Robert Boardman, 63, from Port Angeles, was attacked by the ram on Saturday. He had been hiking on the Switchback Trail located in the Olympic National Park. The trail is about 85 miles west of Seattle and is popular with locals fond of hiking. Boardman was found alive but died from the wounds he suffered later that day at Porta Angeles Hospital.
Rangers tracked and killed animal
After the attack Park Rangers began hunting for the animal they believed was behind the attack. When the found it, they found blood on its horns and shot the animal. The animal was then sent to animal pathologists for an autopsy. Tissue samples and blood samples had been taken Saturday night but Rangers say they were still awaiting test results.
Rangers had placed warning signs for hikers, telling them to stay at least 100 feet from any animals, including the goats. There are also signs and warnings from Rangers that hikers should not urinate near trails since goats are attracted to the salt.
Boardman had been hiking with his wife and a friend. They had stopped for lunch at an overlook when the goat approached them and began acting aggressive. At this point Boardman told the others to leave as he would try to distract and get rid of the animal. When his wife and friend hear him yell they ran back and found the goat standing over him as he lay on the ground motionless. Other hikers approached and began hurling rocks and waving blankets at the animal to finally scare it away.
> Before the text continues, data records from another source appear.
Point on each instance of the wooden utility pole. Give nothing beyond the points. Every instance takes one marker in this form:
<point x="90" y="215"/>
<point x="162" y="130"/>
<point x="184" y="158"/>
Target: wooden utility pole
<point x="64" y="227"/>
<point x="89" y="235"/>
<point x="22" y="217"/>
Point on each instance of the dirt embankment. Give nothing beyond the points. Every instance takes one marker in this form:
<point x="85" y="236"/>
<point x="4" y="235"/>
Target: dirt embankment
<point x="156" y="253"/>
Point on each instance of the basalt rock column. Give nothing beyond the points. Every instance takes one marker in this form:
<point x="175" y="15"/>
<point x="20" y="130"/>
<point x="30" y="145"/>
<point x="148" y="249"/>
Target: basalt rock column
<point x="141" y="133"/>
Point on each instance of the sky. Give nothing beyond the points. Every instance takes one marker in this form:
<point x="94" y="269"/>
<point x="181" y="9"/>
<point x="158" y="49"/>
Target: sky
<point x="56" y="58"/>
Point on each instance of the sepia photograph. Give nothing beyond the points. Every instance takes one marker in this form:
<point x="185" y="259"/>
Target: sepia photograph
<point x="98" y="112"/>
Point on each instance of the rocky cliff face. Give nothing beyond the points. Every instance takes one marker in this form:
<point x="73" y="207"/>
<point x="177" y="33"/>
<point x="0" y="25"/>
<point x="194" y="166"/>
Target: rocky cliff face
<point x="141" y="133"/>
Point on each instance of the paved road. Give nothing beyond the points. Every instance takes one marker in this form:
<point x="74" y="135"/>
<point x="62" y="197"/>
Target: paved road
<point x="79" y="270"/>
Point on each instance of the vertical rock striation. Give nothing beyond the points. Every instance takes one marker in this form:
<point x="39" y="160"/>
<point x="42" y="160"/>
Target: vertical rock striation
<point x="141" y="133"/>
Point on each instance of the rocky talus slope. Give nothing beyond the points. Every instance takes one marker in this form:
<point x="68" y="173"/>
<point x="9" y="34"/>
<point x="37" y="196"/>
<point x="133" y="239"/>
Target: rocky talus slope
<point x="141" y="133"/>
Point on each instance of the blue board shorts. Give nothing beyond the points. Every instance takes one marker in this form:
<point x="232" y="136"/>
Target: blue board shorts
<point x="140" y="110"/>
Boardman was then airlifted to a hospital.
The Park Rangers are looking to see if the goat had any kind of disease that might have made it more aggressive. However, Rangers have said that the goats are wild animals and any wild animal may act territorial or dangerous at some point. Some mountain goats have been known to be very territorial or to act aggressively towards anyone or anything that they perceive as a threat.